Wellington, New Zealand
Wellington Has the Only Preserved Colossal Squid in Existence and a Kiwi Sanctuary Within Walking Distance of the City Centre
The colossal squid (Mesonychoteuthis hamiltoni) caught in the Ross Sea in 2007 weighed 495 kilograms and is the largest invertebrate ever recorded. It is displayed at Te Papa Tongarewa, the national museum, which is free to enter. The squid is the most dramatic single exhibit in a museum that is significantly better than most international visitors expect before walking in.

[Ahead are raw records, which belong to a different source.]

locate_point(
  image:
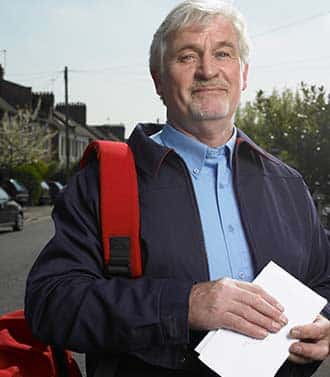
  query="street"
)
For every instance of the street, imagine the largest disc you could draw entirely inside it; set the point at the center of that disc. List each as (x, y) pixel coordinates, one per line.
(18, 250)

Wellington has been rated one of the world’s most liveable cities in multiple annual surveys and most visitors spend one night here en route to Queenstown or Christchurch. This is a mistake. The city of 220,000 people cupped between a deep natural harbour and steep forested hills contains some of the best food per capita in New Zealand, a world-class film effects studio, one of the world’s genuinely impressive urban wildlife sanctuaries, and a coffee culture that other New Zealand cities acknowledge with quiet envy. Give it two nights.
Te Papa Tongarewa
Five floors covering Maori and Pacific culture, New Zealand natural history, the Treaty of Waitangi, and contemporary New Zealand art. The Gallipoli exhibition, with figures built by Weta Workshop at 2.4 times human scale, is among the most affecting museum installations in the southern hemisphere. Free entry. Open daily. Allow a full morning or you will leave having missed most of it.
Zealandia
A 225-hectare urban ecosanctuary 2 kilometres from the city centre, enclosed by an 8.6-kilometre predator-proof fence established in the 1990s. Over 40 native bird species – kaka, saddleback, hihi, tuatara – live here. Night tours reliably produce kiwi sightings, which is one of the stranger and more memorable wildlife experiences available in any world capital. Allow 3 to 4 hours.
Weta Workshop
The Academy Award-winning effects studio responsible for the Lord of the Rings trilogy, Avatar, and District 9 runs guided tours in the Miramar suburb. Tours sell out in advance; book online. The Number 2 bus from the CBD reaches Miramar in about 20 minutes. Even visitors with limited interest in film effects tend to find the tour more compelling than expected.
Cuba Street and Food
Cuba Street is partly pedestrianised and has independent cafes, bookshops, vinyl stores, vintage clothing, and good restaurants at prices that remain lower than Auckland. Hiakai, chef Monique Fiso’s native-ingredient tasting menu restaurant, is consistently among the most celebrated in New Zealand. The Mount Victoria Chippery is regularly voted the country’s best fish and chips – the queue forms early for a reason.
Practical Notes
The nickname “Windy Welly” is genuinely earned; pack a layer regardless of the forecast. November through April has the most settled weather. Contactless card payments work everywhere in the city. Tipping is not customary in New Zealand.